During today’s Nvidia GTC event, the tech giant introduced Nvidia Inference Microservices (NIM), a software technology that bundles optimized inference engines, industry-standard APIs, and support for AI models into containers for seamless deployment. NIM not only offers prebuilt models but also enables organizations to incorporate their proprietary data and accelerates the deployment of Retrieval Augmented Generation (RAG).
The introduction of NIM represents a pivotal advancement in generative AI deployment, forming the backbone of Nvidia's next-generation inference strategy, which will impact nearly every model developer and data platform in the industry. Nvidia has collaborated with major software vendors, including SAP, Adobe, Cadence, and CrowdStrike, as well as various data platform providers such as BOX, Databricks, and Snowflake to support NIM.
NIM is part of the NVIDIA Enterprise AI software suite, which is being released as version 5.0 today at GTC.
“Nvidia NIM is the premier software package and runtime for developers, allowing them to focus on enterprise applications,” stated Manuvir Das, VP of Enterprise Computing at Nvidia.
What is Nvidia NIM?
At its core, NIM is a container filled with microservices. This container can host various models—from open to proprietary—that can operate on any Nvidia GPU, whether in the cloud or on a local machine. NIM can be deployed wherever container technologies are supported, including Kubernetes in the cloud, Linux servers, or serverless Function-as-a-Service models. Nvidia plans to offer the serverless function approach on its new ai.nvidia.com website, enabling developers to start working with NIM before deployment.
Importantly, NIM does not replace existing Nvidia model delivery methods. Instead, it provides a highly optimized model for Nvidia GPUs along with essential technologies for enhancing inference.
During the press briefing, Kari Briski, VP of Generative AI Software Product Management, reaffirmed Nvidia's commitment as a platform company. She highlighted that tools supporting inference, like TensorRT and Triton Inference Server, remain vital.
“Bringing these components together for a production environment to run generative AI at scale requires significant expertise, which is why we’ve packaged them together,” Briski explained.
NIMs to Enhance RAG Capabilities for Enterprises
A key application for NIMs lies in facilitating RAG deployment models.
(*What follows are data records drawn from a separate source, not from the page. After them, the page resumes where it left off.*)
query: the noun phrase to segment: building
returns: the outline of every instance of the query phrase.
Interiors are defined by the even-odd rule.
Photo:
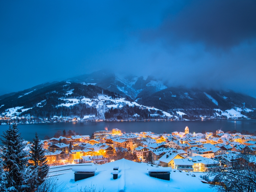
[[[189,133],[189,130],[188,129],[188,127],[187,126],[185,128],[185,134],[187,134]]]
[[[48,164],[52,164],[55,163],[57,160],[58,155],[52,152],[45,152],[44,156],[46,157],[46,160]]]
[[[59,150],[62,151],[65,153],[67,153],[68,152],[68,145],[61,143],[53,144],[49,146],[48,147],[48,150],[51,152],[55,152],[56,150]]]
[[[159,161],[162,167],[174,167],[174,159],[185,159],[185,157],[178,153],[168,153],[165,154]]]
[[[194,172],[206,172],[208,169],[217,167],[219,164],[218,161],[200,156],[190,158],[194,164],[193,166]]]
[[[69,151],[69,157],[72,159],[79,159],[84,155],[84,152],[81,150],[71,150]]]
[[[116,147],[122,147],[127,149],[130,148],[132,149],[133,145],[132,141],[126,139],[115,139],[112,140],[113,141],[113,148]]]
[[[201,148],[196,147],[191,148],[187,150],[188,157],[193,157],[196,156],[201,156],[204,157],[211,158],[214,156],[213,149]]]
[[[113,129],[112,130],[112,134],[121,135],[122,134],[122,132],[121,130],[119,130],[118,129]]]
[[[193,168],[194,163],[190,159],[175,159],[173,160],[173,161],[174,169],[180,169],[186,172],[193,172],[194,171]]]
[[[133,149],[132,152],[136,155],[138,158],[145,159],[147,158],[149,151],[148,148],[140,146]]]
“Nearly every client we've engaged with has implemented numerous RAGs,” Das noted. “The challenge is transitioning from prototyping to delivering tangible business value in production.”
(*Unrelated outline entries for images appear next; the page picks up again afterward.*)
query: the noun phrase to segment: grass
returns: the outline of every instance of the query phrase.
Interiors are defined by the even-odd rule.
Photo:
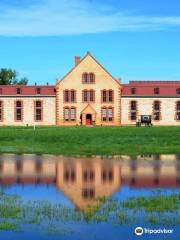
[[[163,196],[157,194],[149,198],[130,198],[123,202],[123,207],[128,209],[142,209],[145,212],[173,212],[180,210],[180,195],[172,194]]]
[[[15,195],[0,193],[0,204],[4,212],[3,215],[0,214],[0,231],[23,231],[25,225],[29,228],[44,229],[51,234],[58,232],[64,235],[71,233],[71,227],[74,224],[82,223],[108,223],[118,226],[138,224],[143,221],[153,225],[180,225],[178,220],[180,195],[178,194],[154,193],[146,198],[134,197],[124,201],[103,198],[97,201],[100,205],[75,211],[62,204],[48,201],[24,202]]]
[[[1,127],[0,153],[179,154],[180,127]]]

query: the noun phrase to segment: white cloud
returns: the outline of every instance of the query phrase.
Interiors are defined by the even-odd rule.
[[[59,36],[113,31],[156,31],[180,26],[180,16],[140,16],[88,0],[41,0],[1,9],[1,36]]]

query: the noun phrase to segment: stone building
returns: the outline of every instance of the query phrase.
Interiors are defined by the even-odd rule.
[[[0,86],[0,126],[133,125],[140,115],[179,125],[180,81],[122,84],[87,52],[54,86]]]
Nvidia, along with leading data vendors, anticipates that NIMs will provide a viable solution. Vector database capabilities are crucial for enabling RAG, and several vendors—including Apache Lucene, Datastax, and Milvus—are integrating support for NIMs.
The RAG approach will be further enhanced through the integration of NVIDIA NeMo Retriever microservices within NIM deployments. Announced in November 2023, NeMo Retriever is designed to optimize data retrieval for RAG applications.
“When you incorporate a retriever that is both accelerated and trained on high-quality datasets, the impact is significant,” Briski added.